Demosthenes (Dem. 20).
But, as Demosthenes says, the Areopagus was the “guard” (φύλαξ) against “vengeful murder” (οἱ περὶ ἀλλήλους φόνοι) (Dem. 20.157).
It is also clear from that link that there was no jury at the Aereos Pagos. So how could 500 people vote on Socrates' life?
And some more links:
http://law2.umkc.edu/faculty/projects/ftrials/socrates/greekcrimpro.html
The trial of Socrates took place over a nine-to-ten hour period in the People's Court, located in the agora, the civic center of Athens. The jury consisted of 500 male citizens over the age of thirty, chosen by lot from among volunteers.
http://books.google.co.uk/books?id=...Bg#v=onepage&q=socrates trial heliaia&f=false
Heliaia (Ηλιαία)... the appropriate court for impiety...
From a book, since you like books
http://abacus.bates.edu/~mimber/athlit02/lecture5.1.htm
Socrates trial was held in the heliastic court, most likely before a jury of 501. The Heliaia were established by Solon and clearly important in the development of democracy at Athens.

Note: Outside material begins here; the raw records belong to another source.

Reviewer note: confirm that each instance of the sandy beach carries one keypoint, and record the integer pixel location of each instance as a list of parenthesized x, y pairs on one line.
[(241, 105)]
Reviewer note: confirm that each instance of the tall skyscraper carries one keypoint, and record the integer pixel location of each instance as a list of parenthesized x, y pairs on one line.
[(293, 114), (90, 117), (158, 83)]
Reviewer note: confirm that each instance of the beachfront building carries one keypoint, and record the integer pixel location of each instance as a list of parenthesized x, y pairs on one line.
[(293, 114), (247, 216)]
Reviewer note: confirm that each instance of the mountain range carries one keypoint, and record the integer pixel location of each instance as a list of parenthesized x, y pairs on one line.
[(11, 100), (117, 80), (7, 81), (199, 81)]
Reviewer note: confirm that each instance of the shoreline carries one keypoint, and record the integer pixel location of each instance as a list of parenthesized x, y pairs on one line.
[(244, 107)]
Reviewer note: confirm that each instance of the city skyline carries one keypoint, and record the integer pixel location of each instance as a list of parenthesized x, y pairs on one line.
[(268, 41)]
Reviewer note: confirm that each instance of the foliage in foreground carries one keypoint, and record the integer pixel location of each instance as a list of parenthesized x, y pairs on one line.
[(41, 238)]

The word heliaia linguistically means assembly, but it may have meant in use, an assembly which hears judicial appeals (and thus limits the authority of the archons to decide lawsuits). It is very difficulty to distinguish between the functions of the heliaia and the dikasterion during the democratic period. Dikasterion is the ordinary Athenian word for "lawcourt." Each board of archons in the democracy had its own court, and the court of the archons called thesmothetai (who supervised trials of political cases) was called the heliaia. However, the word is occasionally used simply to mean, "the people's court," i.e. as a synomnym of dikasterion.
http://www.sgt.gr/uploads/Socrates_Anagnostopoulos_eng.pdf
According to Plato it was Heliaia... but you said Plato makes no such mention....
http://books.google.co.uk/books?id=...BQ#v=onepage&q=socrates trial heliaia&f=false
...he was put on trial, at the Heliaia... [another book btw, gotta love books]
As I said, it's common knowledge. You're either too stubborn as a person, a devout Christian or both. I can't explain your opposition to facts otherwise.